The Missouri state senate this week passed a bill (it still has to go to the House) for school teachers.  They wanted to get rid of tenure altogether.  But they compromised by making it ten years in the same school district (you start over again if you change districts).  You know, if you don’t threaten people with losing their livelihoods, why would they work to do a good job?

As the bill’s sponsor, Jane Cunningham of Chesterfield, says:

“As long as the teacher does not own their job, if you will, then they’re going to be really working to prove themselves and do a good job, so it gives us five more years of encouraging and giving motivation to teachers to really produce.”

Although I teach at a university, I am quite concerned at the movement in the state of Missouri to get rid of tenure in public schools.  It shows a deep distrust of people’s motivations.  Teaching is not an easy job.  It is not a good-paying job.  Even though it is “only” nine or ten months of the year, it is not a 40-hour-a-week work schedule.  And there are many things other than just teaching that goes into it.  A teacher may be called upon to be a baby-sitter and referee at times, a role model and motivator, a security guard and career coach.

So in exchange for these extreme demands for little enough pay that often teachers need to take summer jobs to make it through the slow season, for being expected to teach kids who haven’t got support for academic achievement at home, or even breakfast or a meal the night before.

I teach university, and I have the benefit of not teaching things that everyone has to take, such as statistics or English comp.  So I don’t have the things that teachers have to deal with, of students who are mandated by law and/or their parents to show up in classes.  And they resent it, sometimes violently.

But I do value tenure in my own job.  I love my job.  I work long hours for a salary that, while quite pleasant, is low on the national scale of people with my rank and years of experience.  I like tenure because I don’t have to worry about having a dean (like the one I had when I first started who took a dislike to me before I was hired) who will write bad reviews specifically with the goal of getting me to leave or making sure I am not rehired  (He left finally, instead of me).

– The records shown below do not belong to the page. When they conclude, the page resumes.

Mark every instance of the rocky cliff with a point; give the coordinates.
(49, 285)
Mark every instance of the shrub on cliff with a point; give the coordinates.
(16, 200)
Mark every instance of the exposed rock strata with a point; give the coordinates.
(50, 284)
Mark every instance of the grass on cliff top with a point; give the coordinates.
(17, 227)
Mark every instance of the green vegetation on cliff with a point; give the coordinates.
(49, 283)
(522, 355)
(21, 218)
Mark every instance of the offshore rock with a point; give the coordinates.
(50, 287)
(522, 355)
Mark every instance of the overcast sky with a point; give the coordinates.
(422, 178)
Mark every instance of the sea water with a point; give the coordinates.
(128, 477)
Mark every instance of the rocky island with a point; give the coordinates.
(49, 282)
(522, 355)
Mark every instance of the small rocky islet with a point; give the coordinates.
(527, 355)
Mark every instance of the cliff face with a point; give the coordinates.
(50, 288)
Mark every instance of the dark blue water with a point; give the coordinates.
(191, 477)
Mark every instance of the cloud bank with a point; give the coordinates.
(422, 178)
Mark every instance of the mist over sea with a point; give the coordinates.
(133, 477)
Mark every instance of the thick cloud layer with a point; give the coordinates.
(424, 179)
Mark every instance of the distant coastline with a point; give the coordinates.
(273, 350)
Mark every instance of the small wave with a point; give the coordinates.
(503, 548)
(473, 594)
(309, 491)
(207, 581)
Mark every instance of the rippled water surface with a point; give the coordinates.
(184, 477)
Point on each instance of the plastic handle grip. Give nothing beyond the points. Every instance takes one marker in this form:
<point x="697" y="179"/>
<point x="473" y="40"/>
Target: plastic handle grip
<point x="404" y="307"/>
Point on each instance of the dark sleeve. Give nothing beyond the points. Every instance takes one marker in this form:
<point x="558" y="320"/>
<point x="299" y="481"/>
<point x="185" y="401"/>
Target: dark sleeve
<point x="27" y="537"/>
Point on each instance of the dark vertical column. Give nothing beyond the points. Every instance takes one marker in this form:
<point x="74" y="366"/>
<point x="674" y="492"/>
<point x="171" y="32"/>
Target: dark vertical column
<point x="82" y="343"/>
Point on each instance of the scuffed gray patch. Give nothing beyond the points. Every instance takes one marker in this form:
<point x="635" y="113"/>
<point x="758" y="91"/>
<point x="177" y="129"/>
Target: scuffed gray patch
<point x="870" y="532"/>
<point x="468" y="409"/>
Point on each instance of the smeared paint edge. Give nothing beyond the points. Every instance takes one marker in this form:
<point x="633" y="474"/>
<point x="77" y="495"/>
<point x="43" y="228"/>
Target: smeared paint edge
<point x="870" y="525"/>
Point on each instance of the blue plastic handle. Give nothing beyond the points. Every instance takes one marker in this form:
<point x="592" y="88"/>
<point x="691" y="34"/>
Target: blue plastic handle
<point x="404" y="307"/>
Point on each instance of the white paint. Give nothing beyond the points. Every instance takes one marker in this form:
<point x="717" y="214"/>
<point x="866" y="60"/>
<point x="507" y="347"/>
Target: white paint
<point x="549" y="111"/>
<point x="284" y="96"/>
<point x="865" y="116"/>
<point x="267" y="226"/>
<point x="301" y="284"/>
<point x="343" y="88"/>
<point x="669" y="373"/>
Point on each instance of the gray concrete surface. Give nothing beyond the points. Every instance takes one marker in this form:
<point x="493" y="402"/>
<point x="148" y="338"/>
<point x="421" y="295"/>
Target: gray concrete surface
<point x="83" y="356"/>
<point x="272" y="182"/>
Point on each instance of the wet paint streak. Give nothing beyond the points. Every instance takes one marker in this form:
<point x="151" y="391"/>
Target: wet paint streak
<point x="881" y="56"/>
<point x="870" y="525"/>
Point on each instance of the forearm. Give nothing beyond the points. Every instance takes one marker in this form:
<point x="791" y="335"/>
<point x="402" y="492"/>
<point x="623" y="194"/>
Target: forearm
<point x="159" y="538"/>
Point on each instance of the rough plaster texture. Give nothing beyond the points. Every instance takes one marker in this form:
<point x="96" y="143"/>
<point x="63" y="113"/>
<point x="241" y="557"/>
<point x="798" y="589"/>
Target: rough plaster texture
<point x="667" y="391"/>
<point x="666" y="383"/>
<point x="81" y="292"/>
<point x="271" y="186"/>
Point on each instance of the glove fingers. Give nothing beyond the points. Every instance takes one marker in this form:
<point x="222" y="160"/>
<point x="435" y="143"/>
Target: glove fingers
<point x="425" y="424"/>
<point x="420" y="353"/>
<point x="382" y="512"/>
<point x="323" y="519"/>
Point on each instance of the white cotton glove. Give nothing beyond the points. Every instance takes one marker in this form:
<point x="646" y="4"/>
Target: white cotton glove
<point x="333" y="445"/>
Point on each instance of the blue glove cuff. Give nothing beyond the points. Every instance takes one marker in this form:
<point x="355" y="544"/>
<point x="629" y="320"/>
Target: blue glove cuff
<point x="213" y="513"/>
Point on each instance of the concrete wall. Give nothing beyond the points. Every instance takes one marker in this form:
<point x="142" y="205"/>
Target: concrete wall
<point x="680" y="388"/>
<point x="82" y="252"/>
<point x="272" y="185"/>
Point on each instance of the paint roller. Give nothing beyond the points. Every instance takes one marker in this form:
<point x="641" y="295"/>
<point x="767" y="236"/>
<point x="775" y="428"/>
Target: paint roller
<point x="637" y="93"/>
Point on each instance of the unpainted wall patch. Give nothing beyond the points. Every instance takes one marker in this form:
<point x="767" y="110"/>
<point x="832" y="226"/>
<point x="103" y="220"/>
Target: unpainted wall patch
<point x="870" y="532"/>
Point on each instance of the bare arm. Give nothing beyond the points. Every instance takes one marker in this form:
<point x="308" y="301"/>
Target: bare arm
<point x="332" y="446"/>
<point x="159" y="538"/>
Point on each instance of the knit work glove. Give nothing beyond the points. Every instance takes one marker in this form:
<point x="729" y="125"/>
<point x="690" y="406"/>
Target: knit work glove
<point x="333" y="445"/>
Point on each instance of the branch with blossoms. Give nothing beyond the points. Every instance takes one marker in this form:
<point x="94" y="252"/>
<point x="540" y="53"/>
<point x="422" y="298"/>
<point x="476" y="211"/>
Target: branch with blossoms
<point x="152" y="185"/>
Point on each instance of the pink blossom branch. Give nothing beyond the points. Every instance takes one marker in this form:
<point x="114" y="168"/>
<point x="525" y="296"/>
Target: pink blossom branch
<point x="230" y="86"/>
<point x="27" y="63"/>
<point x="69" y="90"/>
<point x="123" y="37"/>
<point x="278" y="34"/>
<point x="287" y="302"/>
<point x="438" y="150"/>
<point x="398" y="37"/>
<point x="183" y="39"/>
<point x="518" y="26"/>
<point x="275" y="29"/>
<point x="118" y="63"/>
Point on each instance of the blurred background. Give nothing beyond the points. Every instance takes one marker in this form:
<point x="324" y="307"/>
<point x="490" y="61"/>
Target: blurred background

I have been tenured for twelve years now, and I have continued to try new things in the classroom, developing and refining assignments and even new courses to fill needs in our programs (both departmental and school wide).  I spend 50+ hours a week in class, in meetings and in conferences with students, and then lots and lots of grading takes up much of my evenings.  I answer emails at all times of day and night (I keep odd hours).  And in the summer I prepare new classes, read books for new content to incorporate in my lectures, and try to manage research that is hard to do during the year.  I work year round, even though I am paid for nine months.

If I had to worry about being renewed every year I might actually spend less time on teaching so I could get more publishing done.  And I could make sure that students “liked” me on evaluations as much as possible.  Lots of extra credit, higher grades, etc., a lot of credit just for showing up and making opportunities to make up work that has been missed.  All the things that won’t really cut it in the job world, but make more students like you.

If I didn’t have tenure, I would be more worried.  It is not that I don’t “really produce” — I am tenured, but I take pride in my job.  I want to do well, and it is important to me to be a good teacher.  Tenure is a statement that I am not ever going to have to be worried about losing my job if I show up, do my job, and don’t (literally) screw my students.  I don’t have to worry that I can be replaced by a younger, prettier, or cheaper professor.  I cannot be fired because I am close to being vested in the retirement program (that vesting has already happened, of course, but I know someone in a different field who worked in an at-will state who was fired the year before the vesting happened).  Or because I get sick and am costing the health insurance program too much.  The combination of lack of tenure and no need to show cause when someone is fired or not rehired is a dangerous thing in trying to put together a career.